Риннон прикусила губу от болезненных ощущений и, почувствовав свободу от хватки на волосах, обессиленно сникла, прижавшись щекой к постели. Он продолжал входить в нее, иногда останавливаясь и желая оттянуть момент кульминации, и, дотянувшись до ее аккуратной груди, нежно сжимал ее в широких и горячих ладонях. Его ласка на фоне насилия казалась странной и неуместной, и Риннон не ощутила того возбуждения, которого он хотел добиться, лаская пальцами напряженные соски, поглаживая живот, спину, бедра. Внутри она была горячей и тесной, но все-таки не такой влажной, какой должна быть разбуженная ласками самка.
Самка, пахнущая притягательно вкусно. Самка, с этого момента принадлежавшая только ему.
- Ты можешь ненавидеть меня, маленькая ведьма, но теперь каждый из моих воинов отдаст за тебя жизнь, - склонившись как можно ближе, шепнул Альмод, а потом запрокинул голову, выпустил клыки и впился в подрагивающее от его толчков плечо. Ее громкий крик смешался с его - животным, и Риннон распахнула глаза от боли, вытягивая ноги и падая на живот. Тут же тяжелое тело навалилось сверху, прижало к кровати, и горячее дыхание коснулось уха: - Не шевелись, иначе будет больно: и тебе, и мне.
Он перенес основную тяжесть на согнутые локти, но не торопился выходить из нее, хотя она была точно уверена, что он достиг желаемого.
- Оставь меня, - потеряв всякий страх перед ним, шепнула она. Ей казалось, что внутри нее становилось тесно, будто его член вырастал в размерах и все больше заполнял собою.
- Придется потерпеть, - от его тела было жарко, с плеча стекали алые струйки крови, пропитывающие постель под ней, и Риннон сжимала в кулаках простынь, безразлично глядя куда-то в стену. Сейчас она не чувствовала ни страха, ни боли, ни обиды, только дикую усталость и желание остаться в одиночестве. Но Альмод будто назло не покидал ее истерзанного тела, просто лежал сверху и дышал в затылок, иногда касаясь губами ее скулы и виска, на котором уже выступили бисеринки пота.
У него были очень нежные губы.
И руки, когда он провел кончиками пальцев по ее плечу, талии, бедру, в конце слегка сжав его. Слишком аккуратно для пылавшей до этого злости.

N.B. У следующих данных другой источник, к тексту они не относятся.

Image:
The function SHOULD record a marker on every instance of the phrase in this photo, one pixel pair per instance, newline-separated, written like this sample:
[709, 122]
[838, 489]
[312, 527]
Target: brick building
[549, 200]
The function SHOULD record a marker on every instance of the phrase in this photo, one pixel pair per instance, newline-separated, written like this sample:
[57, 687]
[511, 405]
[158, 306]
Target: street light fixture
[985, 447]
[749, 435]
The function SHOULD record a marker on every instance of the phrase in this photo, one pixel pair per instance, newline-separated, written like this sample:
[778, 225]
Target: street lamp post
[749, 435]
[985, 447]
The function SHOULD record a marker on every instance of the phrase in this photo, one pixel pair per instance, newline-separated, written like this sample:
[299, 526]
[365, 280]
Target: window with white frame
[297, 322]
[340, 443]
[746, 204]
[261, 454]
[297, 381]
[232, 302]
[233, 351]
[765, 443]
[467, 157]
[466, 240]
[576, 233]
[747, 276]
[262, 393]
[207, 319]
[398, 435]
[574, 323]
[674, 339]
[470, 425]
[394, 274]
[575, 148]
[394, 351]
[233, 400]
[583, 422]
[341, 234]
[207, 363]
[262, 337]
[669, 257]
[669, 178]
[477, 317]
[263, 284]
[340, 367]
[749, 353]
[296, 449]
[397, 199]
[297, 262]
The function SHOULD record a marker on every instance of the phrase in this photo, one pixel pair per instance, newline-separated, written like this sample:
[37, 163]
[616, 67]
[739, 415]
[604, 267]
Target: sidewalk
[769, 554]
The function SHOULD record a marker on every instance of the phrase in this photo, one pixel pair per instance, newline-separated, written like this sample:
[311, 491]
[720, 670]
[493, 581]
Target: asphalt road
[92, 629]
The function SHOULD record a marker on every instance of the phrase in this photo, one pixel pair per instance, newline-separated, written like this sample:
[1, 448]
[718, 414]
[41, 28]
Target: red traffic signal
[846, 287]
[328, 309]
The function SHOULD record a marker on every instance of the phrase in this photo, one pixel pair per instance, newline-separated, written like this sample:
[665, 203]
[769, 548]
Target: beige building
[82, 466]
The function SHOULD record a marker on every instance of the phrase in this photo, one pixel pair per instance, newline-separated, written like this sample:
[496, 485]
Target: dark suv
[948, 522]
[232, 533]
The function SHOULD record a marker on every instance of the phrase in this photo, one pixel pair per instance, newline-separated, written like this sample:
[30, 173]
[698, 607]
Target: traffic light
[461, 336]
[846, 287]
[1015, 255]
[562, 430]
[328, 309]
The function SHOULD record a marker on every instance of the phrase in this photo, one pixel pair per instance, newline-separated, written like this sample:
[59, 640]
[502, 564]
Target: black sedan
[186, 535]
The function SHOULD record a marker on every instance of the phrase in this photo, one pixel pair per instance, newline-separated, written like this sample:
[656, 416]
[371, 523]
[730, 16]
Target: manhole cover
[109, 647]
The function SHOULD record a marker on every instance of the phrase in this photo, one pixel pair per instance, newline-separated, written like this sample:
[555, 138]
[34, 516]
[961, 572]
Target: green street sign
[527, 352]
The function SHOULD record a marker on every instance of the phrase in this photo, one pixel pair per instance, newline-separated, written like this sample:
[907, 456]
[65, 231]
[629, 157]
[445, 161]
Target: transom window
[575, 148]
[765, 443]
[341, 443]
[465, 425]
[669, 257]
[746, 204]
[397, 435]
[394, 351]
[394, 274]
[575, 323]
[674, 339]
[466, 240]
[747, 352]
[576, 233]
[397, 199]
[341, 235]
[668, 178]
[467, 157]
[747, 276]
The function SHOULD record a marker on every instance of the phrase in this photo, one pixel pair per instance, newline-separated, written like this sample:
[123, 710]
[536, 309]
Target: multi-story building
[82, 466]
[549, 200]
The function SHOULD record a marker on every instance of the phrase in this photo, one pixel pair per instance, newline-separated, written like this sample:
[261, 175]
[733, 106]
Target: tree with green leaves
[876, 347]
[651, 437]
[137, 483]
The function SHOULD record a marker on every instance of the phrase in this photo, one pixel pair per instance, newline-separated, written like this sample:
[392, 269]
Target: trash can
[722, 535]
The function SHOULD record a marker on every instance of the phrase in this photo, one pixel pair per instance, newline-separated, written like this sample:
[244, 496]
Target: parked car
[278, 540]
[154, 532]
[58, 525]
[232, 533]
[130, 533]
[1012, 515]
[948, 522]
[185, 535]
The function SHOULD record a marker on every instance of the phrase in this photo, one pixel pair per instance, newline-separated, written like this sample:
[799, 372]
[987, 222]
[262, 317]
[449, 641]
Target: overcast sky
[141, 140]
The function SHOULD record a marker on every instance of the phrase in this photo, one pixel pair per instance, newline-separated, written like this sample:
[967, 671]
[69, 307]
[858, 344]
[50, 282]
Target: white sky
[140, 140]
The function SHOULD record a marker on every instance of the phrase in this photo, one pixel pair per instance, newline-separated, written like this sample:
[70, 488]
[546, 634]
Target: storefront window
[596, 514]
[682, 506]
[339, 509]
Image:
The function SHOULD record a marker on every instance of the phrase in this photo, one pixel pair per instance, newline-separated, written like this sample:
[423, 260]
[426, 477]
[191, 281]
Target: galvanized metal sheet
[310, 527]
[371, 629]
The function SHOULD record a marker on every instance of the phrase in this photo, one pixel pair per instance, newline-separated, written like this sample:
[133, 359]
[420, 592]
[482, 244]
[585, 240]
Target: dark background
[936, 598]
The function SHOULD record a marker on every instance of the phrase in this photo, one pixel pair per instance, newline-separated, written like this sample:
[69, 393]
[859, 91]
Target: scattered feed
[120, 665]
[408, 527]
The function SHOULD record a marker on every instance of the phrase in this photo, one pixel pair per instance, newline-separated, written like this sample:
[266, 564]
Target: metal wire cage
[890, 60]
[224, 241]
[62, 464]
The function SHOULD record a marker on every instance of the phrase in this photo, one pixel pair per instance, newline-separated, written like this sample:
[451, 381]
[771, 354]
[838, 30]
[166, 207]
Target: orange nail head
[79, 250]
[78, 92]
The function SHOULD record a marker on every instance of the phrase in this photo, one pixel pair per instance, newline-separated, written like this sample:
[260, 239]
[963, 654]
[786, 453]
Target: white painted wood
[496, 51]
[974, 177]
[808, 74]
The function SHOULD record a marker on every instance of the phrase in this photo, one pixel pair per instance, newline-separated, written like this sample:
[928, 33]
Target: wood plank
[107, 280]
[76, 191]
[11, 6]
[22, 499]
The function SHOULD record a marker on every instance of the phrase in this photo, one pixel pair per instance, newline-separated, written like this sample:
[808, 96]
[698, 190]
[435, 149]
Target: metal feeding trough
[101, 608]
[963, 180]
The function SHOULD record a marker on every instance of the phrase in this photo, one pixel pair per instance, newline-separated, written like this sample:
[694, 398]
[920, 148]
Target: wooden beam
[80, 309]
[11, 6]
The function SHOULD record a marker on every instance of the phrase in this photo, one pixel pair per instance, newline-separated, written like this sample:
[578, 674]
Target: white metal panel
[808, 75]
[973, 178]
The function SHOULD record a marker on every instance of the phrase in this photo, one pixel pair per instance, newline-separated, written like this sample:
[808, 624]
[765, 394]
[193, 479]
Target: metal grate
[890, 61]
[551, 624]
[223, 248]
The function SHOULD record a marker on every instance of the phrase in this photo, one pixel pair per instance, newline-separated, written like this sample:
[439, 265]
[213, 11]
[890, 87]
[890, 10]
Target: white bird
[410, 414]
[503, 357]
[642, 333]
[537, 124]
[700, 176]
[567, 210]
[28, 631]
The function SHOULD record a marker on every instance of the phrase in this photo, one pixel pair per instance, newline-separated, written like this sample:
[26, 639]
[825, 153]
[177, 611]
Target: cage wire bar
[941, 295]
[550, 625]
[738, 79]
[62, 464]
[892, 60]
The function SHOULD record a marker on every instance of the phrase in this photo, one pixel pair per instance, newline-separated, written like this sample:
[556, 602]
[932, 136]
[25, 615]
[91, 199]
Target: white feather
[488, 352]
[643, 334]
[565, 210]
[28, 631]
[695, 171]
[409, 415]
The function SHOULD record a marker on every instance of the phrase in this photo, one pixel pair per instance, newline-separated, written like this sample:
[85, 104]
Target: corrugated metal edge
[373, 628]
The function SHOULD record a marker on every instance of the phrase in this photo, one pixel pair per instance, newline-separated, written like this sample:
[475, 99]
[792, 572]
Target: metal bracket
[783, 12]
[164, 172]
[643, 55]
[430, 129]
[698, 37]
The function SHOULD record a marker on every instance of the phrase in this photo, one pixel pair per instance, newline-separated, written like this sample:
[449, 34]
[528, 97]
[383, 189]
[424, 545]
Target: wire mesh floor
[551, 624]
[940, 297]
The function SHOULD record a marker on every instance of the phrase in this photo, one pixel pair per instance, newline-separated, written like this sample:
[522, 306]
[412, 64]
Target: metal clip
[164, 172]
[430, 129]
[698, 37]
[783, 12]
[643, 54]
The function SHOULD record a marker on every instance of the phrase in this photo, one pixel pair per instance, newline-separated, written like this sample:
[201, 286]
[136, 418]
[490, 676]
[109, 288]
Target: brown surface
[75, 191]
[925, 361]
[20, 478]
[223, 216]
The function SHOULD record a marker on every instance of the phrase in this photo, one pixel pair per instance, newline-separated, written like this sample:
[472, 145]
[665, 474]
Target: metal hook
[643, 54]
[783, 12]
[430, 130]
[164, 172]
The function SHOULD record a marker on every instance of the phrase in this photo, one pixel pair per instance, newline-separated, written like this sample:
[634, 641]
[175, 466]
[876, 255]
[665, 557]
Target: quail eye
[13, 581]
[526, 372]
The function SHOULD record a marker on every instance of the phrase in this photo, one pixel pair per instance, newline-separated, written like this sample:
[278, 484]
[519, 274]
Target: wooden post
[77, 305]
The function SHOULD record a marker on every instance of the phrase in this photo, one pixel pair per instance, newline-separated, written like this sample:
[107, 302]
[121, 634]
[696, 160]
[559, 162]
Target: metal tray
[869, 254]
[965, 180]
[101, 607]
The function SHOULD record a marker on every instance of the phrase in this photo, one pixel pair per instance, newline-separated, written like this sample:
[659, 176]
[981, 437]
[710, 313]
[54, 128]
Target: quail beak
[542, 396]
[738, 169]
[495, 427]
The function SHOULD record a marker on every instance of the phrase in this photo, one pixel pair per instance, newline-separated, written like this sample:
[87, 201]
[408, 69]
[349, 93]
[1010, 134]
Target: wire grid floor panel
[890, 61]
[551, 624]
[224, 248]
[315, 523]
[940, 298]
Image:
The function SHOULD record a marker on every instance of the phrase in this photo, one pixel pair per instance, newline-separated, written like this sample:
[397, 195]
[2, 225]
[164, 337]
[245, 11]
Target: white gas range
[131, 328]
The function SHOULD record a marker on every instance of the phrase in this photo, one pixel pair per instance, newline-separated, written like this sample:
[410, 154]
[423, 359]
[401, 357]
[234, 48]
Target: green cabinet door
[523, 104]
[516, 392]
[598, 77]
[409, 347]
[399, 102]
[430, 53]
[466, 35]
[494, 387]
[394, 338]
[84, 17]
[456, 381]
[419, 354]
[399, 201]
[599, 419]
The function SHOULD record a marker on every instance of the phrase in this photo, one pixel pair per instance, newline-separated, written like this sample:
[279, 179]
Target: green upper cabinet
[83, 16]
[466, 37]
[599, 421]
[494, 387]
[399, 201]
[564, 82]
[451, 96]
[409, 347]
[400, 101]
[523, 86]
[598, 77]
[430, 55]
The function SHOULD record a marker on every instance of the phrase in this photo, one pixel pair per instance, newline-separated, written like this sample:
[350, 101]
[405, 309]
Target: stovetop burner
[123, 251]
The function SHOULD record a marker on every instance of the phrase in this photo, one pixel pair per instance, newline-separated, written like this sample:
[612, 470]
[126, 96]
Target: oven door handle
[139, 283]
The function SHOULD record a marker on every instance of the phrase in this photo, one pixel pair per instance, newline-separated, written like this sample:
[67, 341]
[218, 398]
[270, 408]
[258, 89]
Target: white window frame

- Меня зовут Риннон, - будто в пустоту прошептала она, с такой тихой обреченностью, что Альмод не мог не ощутить вину за надругательство, которого она не заслужила, но которое было попросту необходимо. И когда-нибудь она поймет это.
Иногда приходится жертвовать чем-то важным, чтобы хотя бы жить.
Его возбуждение успокаивалось, дыхание приходило в норму, и он сделал попытку выскользнуть из нее. Терпимая боль свидетельствовала о том, что его член принимал былые размеры, и Альмод повел бедрами назад, положив ладонь на ягодицы Риннон, когда она потянулась за ним. Потому что растягивающиеся от его манипуляций мышцы с трудом выпускали разбухший орган. Сильным нажатием он пригвоздил ее к месту и через боль подарил свободу, и пока он поправлял свою одежду, она не шевелилась, лежала так, как он ее оставил. Только костяшки пальцев побелели от напряжения.
- Большая королева... - заметив кровавые разводы на ее бедрах, сказал он. Внутри разливалось приятное чувство удовлетворения - он ошибся в своих предположениях, и она действительно оказалась чиста. Ее плечо до сих пор кровоточило, и кровь на белоснежной спине выглядела яркой и сочной. - Это имя не подходит тебе, - взглянув на ее маленькое и хрупкое тело, которое вновь распаляло в нем вожделение, сказал он. - Я буду звать тебя Кхирой.
Через силу отвернулся, наряду с желанием ощущая раскаяние от своей грубости, и вышел из комнаты, оставляя Риннон наедине со своей болью, которая выльется в тихие слезы, заменится на опустошенность и встретит утро почти полностью померкнув. Ей нужно было двигаться дальше, иначе она предаст веру Учителя, всегда считавшего ее особенной и сильной.
Тело всего лишь оболочка, главное не потерять душу.
Глава 7
Она не отличалась разговорчивостью и до этого, а после случившегося стала еще немногословнее, тише, ровнее; уже не улыбалась как прежде и словно замкнулась в себе, никому не давая заглянуть глубже; все также усердно исполняла работу и старалась не оставаться с Эльхалой, подозревающей неладное, наедине. Ей не хотелось обсуждать свое падение, мысленно переживать неприятные моменты и открывать сердце кому-либо, потому что она искренне считала, что чем меньше она будет поднимать эту тему, тем скорее придет в норму и смирится с потерей невинности.